Optimizing Sparse Convolution on GPUs with CUDA for 3D Point Cloud Processing in Embedded Systems
Chester Luo, Kevin Lai
TL;DR
The paper tackles the challenge of real-time sparse convolution for 3D point clouds on embedded GPUs by introducing a CUDA-based operator tailored for Jetson-class devices. It proposes a data-layout and algorithmic framework built around a Location Table (LCT) and Offset Table (OFT) to map sparse coordinates into efficient convolution computations, with coalesced input access and shared-memory caching of weights to minimize global memory traffic. A dedicated treatment for Submanifold convolution, along with a two-stage approach for normal sparse convolution and an inverse sparse convolution design, enables both downsampling and upsampling within sparse data regimes. The approach targets real-time, edge-enabled 3D perception applications, offering portability beyond PyTorch-centric implementations while delivering substantial speedups on embedded CUDA platforms.
Abstract
In recent years, there has been a significant increase in the utilization of deep learning methods, particularly convolutional neural networks (CNNs), which have emerged as the dominant approach in various domains that involve structured grid data, such as picture analysis and processing.

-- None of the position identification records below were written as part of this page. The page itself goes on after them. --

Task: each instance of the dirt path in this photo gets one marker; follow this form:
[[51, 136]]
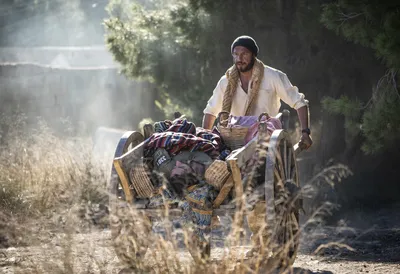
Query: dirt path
[[374, 250]]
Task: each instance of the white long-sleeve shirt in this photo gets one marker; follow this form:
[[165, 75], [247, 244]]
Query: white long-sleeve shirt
[[274, 86]]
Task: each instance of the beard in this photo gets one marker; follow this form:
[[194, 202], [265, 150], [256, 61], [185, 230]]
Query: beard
[[248, 67]]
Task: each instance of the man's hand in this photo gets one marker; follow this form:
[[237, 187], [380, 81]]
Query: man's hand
[[305, 141]]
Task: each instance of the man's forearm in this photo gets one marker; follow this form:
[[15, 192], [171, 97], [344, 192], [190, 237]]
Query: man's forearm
[[303, 117], [208, 121]]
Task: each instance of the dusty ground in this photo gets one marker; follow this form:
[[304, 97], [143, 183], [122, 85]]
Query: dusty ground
[[373, 237]]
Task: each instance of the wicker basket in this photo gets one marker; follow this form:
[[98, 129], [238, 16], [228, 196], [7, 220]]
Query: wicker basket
[[233, 136], [139, 176], [217, 173]]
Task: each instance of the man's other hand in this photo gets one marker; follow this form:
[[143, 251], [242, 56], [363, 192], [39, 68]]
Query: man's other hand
[[305, 141]]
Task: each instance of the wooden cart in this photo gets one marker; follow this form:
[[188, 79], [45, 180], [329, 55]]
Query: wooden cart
[[279, 189]]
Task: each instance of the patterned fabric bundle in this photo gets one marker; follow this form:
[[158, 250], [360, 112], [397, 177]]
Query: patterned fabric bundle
[[183, 135], [197, 210]]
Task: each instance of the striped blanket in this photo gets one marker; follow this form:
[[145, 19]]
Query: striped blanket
[[184, 135]]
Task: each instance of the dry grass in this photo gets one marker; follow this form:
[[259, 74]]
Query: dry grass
[[51, 178]]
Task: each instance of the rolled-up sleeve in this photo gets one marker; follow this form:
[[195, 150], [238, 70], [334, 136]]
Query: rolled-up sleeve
[[214, 104], [288, 93]]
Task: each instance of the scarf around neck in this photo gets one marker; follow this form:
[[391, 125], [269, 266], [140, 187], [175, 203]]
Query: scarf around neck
[[233, 78]]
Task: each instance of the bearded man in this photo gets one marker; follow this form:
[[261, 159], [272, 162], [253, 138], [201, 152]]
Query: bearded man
[[250, 88]]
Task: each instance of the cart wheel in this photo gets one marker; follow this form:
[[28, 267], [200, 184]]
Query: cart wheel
[[128, 227], [282, 200]]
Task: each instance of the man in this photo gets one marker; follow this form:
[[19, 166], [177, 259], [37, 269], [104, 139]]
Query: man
[[250, 88]]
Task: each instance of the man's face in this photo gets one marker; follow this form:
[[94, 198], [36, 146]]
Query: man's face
[[243, 58]]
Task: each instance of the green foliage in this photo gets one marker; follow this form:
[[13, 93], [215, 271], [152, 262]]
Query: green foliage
[[351, 109], [162, 45], [375, 25], [381, 120], [370, 23]]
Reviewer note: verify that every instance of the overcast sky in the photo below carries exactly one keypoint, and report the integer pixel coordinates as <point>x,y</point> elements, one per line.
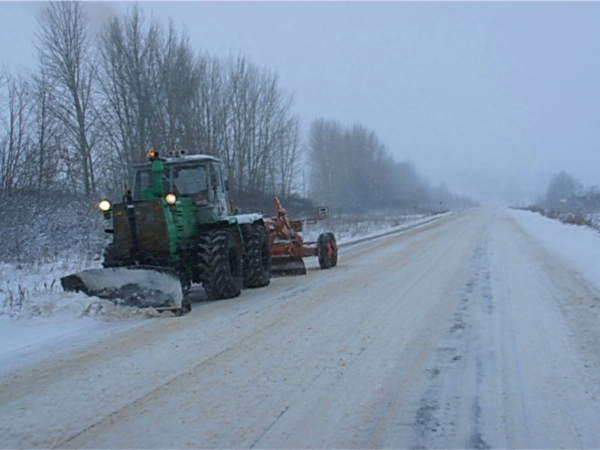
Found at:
<point>491,98</point>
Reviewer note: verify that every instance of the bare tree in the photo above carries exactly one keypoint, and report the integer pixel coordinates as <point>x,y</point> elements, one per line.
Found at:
<point>65,55</point>
<point>128,51</point>
<point>44,134</point>
<point>15,143</point>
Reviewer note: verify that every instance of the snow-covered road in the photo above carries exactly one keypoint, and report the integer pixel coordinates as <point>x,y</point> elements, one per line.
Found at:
<point>462,333</point>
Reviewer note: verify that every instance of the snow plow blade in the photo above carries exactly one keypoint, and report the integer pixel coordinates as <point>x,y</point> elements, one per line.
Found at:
<point>287,265</point>
<point>139,286</point>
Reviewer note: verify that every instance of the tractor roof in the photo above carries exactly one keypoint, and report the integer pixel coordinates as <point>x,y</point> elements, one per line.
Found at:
<point>181,159</point>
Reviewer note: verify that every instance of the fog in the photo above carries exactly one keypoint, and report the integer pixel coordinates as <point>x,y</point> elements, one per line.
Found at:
<point>490,98</point>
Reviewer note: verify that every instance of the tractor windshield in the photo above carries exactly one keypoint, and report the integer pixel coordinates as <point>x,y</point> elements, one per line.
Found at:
<point>190,180</point>
<point>184,181</point>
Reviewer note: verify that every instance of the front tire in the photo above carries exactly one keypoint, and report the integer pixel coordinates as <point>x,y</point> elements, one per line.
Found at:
<point>257,260</point>
<point>111,257</point>
<point>220,262</point>
<point>327,250</point>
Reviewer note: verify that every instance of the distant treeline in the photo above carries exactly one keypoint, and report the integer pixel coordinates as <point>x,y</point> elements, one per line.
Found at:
<point>96,104</point>
<point>567,194</point>
<point>567,200</point>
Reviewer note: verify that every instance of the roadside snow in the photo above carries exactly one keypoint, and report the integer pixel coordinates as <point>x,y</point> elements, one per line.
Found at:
<point>578,245</point>
<point>36,315</point>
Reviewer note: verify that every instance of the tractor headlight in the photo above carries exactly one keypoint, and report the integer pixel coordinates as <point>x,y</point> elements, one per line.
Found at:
<point>171,199</point>
<point>105,205</point>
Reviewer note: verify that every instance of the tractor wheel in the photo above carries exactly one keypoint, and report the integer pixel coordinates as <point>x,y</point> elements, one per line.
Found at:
<point>111,258</point>
<point>220,264</point>
<point>325,262</point>
<point>257,260</point>
<point>334,257</point>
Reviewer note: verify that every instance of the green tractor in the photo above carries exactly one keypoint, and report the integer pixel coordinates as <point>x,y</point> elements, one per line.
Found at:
<point>177,227</point>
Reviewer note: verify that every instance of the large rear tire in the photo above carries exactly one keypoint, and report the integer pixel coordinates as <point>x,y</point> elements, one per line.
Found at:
<point>322,251</point>
<point>257,260</point>
<point>334,248</point>
<point>220,264</point>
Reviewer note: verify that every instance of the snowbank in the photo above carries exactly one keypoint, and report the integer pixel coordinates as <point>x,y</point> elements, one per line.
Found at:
<point>578,245</point>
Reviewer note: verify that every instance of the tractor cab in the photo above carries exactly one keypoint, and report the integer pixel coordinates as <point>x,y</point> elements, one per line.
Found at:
<point>194,180</point>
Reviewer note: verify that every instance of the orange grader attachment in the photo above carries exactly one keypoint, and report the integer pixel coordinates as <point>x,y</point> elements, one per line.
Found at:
<point>288,248</point>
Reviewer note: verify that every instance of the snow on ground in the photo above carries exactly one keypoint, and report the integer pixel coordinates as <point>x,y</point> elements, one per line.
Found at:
<point>35,313</point>
<point>578,245</point>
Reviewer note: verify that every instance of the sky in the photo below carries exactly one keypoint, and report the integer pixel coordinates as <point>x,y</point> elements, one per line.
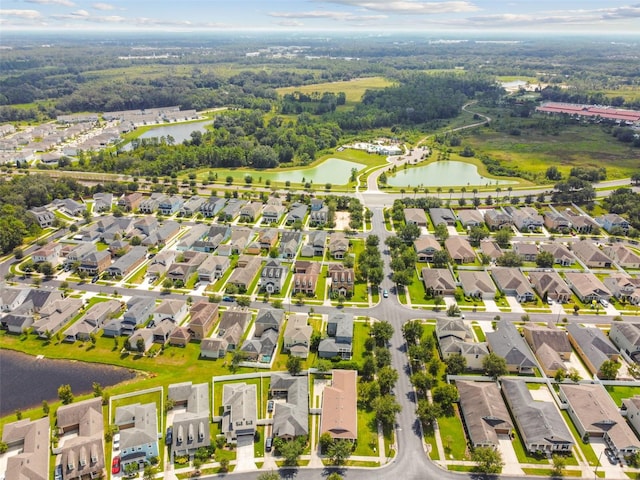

Nevertheless, the exponential growth in the utilization of LiDAR and 3D sensors across many domains has resulted in an increased need for the analysis of 3D point clouds. The utilization of 3D point clouds is crucial in various applications, including object recognition and segmentation, as they offer a spatial depiction of things within a three-dimensional environment. In contrast to photos, point clouds exhibit sparsity and lack a regular grid, hence posing distinct processing and computational issues.